Wednesday, January 5, 2011

Chess and Grow Up Underwhelmed

  We have proud moments in our life that make us who we are and who we were. I have a few of those moments that make me smile as remember them. When my child was born, when I got married, and the first time I saw my first car are just some of those events. Some moments aren't that easy to point out.
  Once when I was in first period in high school, on the first day of my senior year and I was trying to be inconspicuous. That was the way I was in school. I hide who I really was from the rest of my classmates. Note: I am not saying that they weren't doing the same thing I was, I believed I just better at it. I didn't do well in school on purpose; I didn't want to flunk either.
  The announcements came on and soon they were talking about chess club. I almost laughed when my name was mentioned.
  "CHESS CLUB WILL BE STARTED SOON AND JAMES FARNWORTH IS THE ONE TO BEAT."

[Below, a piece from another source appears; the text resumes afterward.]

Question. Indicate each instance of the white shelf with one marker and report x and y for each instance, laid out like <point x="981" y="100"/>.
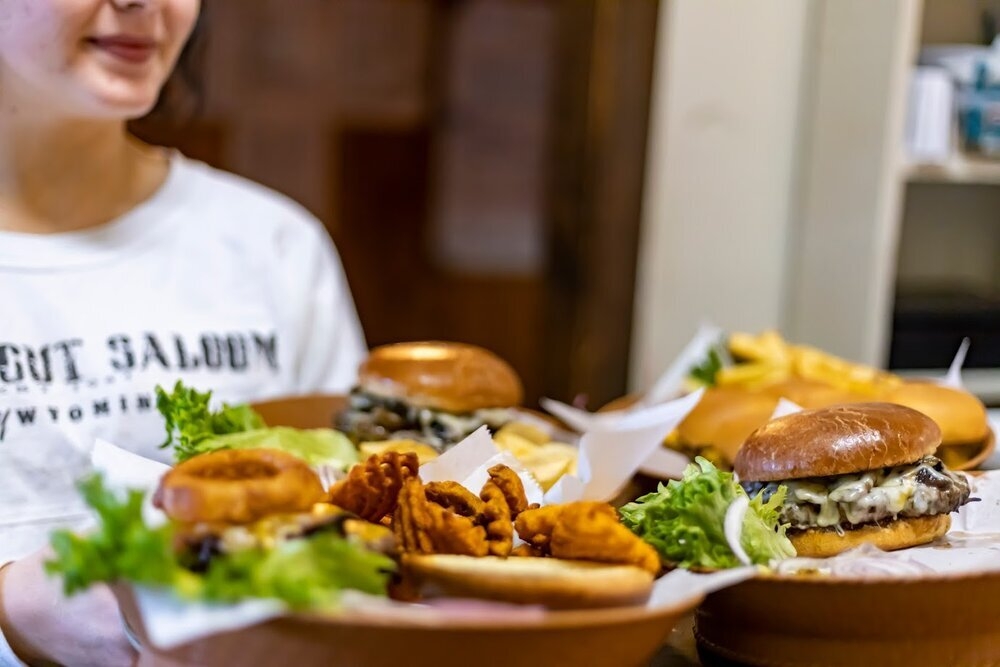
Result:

  I looked up and around and found all eyes in the class staring back at me, including the teacher. Shock was the only word to explain want I say in their eyes. The weeks that followed left me playing against fellow students that thought they were better than me, both at chess, intelligence, and other things that go along with being a high school student.
  Lunch time, I sat behind the counselor's desk taken on students and a few teachers. The counsel ask me one day to even comment on who I thought would help us win at Chess meets. Our sports teams may not have won every match, but the Chess team, my Chess team won every meet. I was proud of myself and my teammates. Alas, no letter given for kicking the crap out of other Chess player from other school's.
  For a while was the best at something and it was defiantly out of character to who I wanted everyone to think I was, which was someone that didn't care about what people thought about me. However, it was the opposite of what I was, an insecure teenage like everyone else.